病院のような場所である事はすぐに理解できた。
そして、自分が酷い怪我をしている事も……。
「目が覚めたんですね!良かった!」
「看護師さん……」
(俺、ドキュノとやり合って生き延びたんだな。そして、アイツの死に様も見届けたんだな)
瞬間的に俺は覚えている記憶を掘り起こした。
魔改造されたドキュノと戦った事、【ソードオブハート】を限界以上に使用した事、そしてドキュノの死に様を見届けた事を中心に思い出した。
聞いた話だと、ドキュノが死んでいった様相を見届けた後に俺は意識を失い、ダメージや疲労に加えて、状態異常でかなり危ない状況になっていた。
【ソードオブハート】を過剰に使用した事による精神力の摩耗と傷を負いながら戦闘したダメージが特に酷かったとの事だ。
【ベスズプレイフル】に所属する『僧侶』の【回復魔法】による応急処置と病院に詰めている専門の医者による治療で何とか助かったと聞かされた。
全員が治療を受け、セリカとミレイユ、ニコラスさんとエルニさんは一日ほど入院していた。

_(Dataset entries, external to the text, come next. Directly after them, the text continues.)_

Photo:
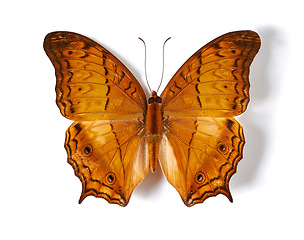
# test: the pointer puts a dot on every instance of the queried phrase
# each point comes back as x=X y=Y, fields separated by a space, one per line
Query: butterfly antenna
x=161 y=80
x=146 y=63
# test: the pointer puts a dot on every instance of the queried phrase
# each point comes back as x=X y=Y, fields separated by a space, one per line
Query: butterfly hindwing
x=110 y=158
x=202 y=143
x=199 y=156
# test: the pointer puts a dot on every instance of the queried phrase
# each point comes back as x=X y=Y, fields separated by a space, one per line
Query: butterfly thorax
x=153 y=128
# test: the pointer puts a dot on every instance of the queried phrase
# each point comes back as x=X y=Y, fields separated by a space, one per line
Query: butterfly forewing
x=214 y=81
x=202 y=143
x=92 y=84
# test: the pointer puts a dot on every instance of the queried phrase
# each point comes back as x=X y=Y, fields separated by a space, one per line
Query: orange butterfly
x=116 y=136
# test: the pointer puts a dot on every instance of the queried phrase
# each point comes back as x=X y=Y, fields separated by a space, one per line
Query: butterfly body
x=154 y=128
x=117 y=135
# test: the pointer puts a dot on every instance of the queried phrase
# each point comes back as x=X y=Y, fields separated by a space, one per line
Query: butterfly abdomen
x=153 y=128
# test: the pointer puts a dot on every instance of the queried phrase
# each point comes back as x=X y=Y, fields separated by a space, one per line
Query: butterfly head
x=154 y=98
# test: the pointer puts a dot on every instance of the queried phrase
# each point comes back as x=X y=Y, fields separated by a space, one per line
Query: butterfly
x=118 y=135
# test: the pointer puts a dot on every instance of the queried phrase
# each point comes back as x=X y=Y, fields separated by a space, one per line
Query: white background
x=39 y=192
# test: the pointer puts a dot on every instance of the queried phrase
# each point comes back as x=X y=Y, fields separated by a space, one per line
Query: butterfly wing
x=202 y=143
x=198 y=157
x=105 y=144
x=214 y=81
x=92 y=84
x=110 y=158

ケインさんとフィリナさんはビデロスとの死闘で受けたダメージが相当残っていたのもあって、意識不明な状態が二日続いたが、後に回復していた。
クルスもかなり重傷であったが、意識を取り戻していた。
そして俺についてだが、五日間も意識不明だったと聞かされた。
思い出した事や聞かされた事を考えていると……
「「「トーマさん!」」」
「!?」
俺がいる病室にセリカとミレイユ、クルスが飛び込んで来た。
そこにはニコラスさんとエルニさん、まだ包帯や湿布をあちこちに付けているケインさんやフィリナさんもいた。
「セリカ達、ずっと心配してたよ」
「皆……」
セリカとミレイユは俺に抱き着いてきた。
「良かった……。トーマさん。目を覚ましてくれて……」
「嬉しいです……。生きていてくれて……」
「……」
俺にしがみ付いてきたセリカとミレイユは号泣しており、クルスは涙目だった。
「セリカ、ミレイユ、クルス……」
俺はそれぞれの顔に目を見やった。
「今まで心配でした。本当に良かった……。うぅ……」
「このままトーマさんが目を空けなかったらって思うと、自分じゃどうしようも……」
セリカとミレイユは俺が意識を失っている時は毎日のように見舞いに来てくれては、不安でいっぱいの気持ちでいたとの事だ。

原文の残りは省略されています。